A Gaza, les habitants vivent toujours sous la menace des restes explosifs de guerre, un an après le conflit entre Israël et des groupes armés palestiniens déclenché le 7 juillet 2014. Au moins 4 500 engins explosifs se trouvent encore sous les décombres, prêts à exploser ! Handicap International, qui est intervenue dès les premiers jours du conflit, organise depuis mars des séances de prévention pour éviter de nouvelles victimes.

Les 50 jours de conflit ont été d’une rare violence, tuant et blessant des civils, et obligeant la population de Gaza à se déplacer dans des zones supposées moins dangereuses. De retour dans leurs quartiers après la fin des violences fin août 2014, les Gazaouis ont été exposés à une nouvelle menace : celle des restes explosifs de guerre enfouis sous les ruines des immeubles et des infrastructures détruits. Un danger qui persiste depuis…
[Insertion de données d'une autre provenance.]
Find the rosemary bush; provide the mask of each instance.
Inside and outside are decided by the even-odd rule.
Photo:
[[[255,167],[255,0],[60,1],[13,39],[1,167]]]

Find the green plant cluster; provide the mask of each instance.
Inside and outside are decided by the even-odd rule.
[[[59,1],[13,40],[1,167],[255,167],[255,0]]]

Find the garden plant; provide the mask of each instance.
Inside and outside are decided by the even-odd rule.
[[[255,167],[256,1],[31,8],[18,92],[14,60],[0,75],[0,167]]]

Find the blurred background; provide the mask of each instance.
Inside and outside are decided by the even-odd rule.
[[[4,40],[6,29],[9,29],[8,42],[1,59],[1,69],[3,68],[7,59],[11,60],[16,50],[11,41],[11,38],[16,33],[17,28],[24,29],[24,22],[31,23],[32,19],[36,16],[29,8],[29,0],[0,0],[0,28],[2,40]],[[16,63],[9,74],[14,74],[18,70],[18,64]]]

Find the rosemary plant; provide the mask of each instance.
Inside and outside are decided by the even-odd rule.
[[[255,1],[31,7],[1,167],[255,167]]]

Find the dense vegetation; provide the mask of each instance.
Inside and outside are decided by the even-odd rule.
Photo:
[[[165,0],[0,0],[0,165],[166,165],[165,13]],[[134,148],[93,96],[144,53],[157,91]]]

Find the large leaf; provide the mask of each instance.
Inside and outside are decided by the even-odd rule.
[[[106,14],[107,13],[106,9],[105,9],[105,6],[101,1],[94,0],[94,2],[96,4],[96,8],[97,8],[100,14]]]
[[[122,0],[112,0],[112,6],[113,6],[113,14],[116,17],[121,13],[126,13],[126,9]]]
« Des habitants continuent de mourir ou d’être blessés à cause des restes explosifs laissés sur place après la fin des hostilités l’été dernier. Leur présence dans toute la ville rend périlleux le moindre déplacement et encore plus la reconstruction de la bande de Gaza », affirme Guillaume Zerr, chef de mission Handicap International pour les Territoires palestiniens. « Elle paralyse de fait les mouvements de toute une population. Il est primordial de l’informer des risques posés par les restes explosifs de guerre et d’inculquer les bons réflexes qui peuvent sauver la vie aux habitants de Gaza. »

Handicap International a déjà mené près de 700 sessions de prévention auprès de 5 000 adultes et enfants depuis mars 2015. L’association évalue les bâtiments endommagés ou détruits pour déterminer le niveau et le type de risques liés à la présence potentielle d’engins explosifs. Ces audits déclenchent, le cas échéant, l’intervention des équipes de génie civil pour le déblaiement des gravats ou celles de déminage pour neutraliser ces restes explosifs.

Dans les six mois qui ont suivi le conflit, Handicap International en collaboration avec ses partenaires locaux, a également dispensé des séances de rééducation physique, de soutien psychologique et distribué du matériel d’aide à la mobilité (béquilles, chaises roulantes) et des kits d’urgence, comprenant notamment des couvertures et des produits d’hygiène.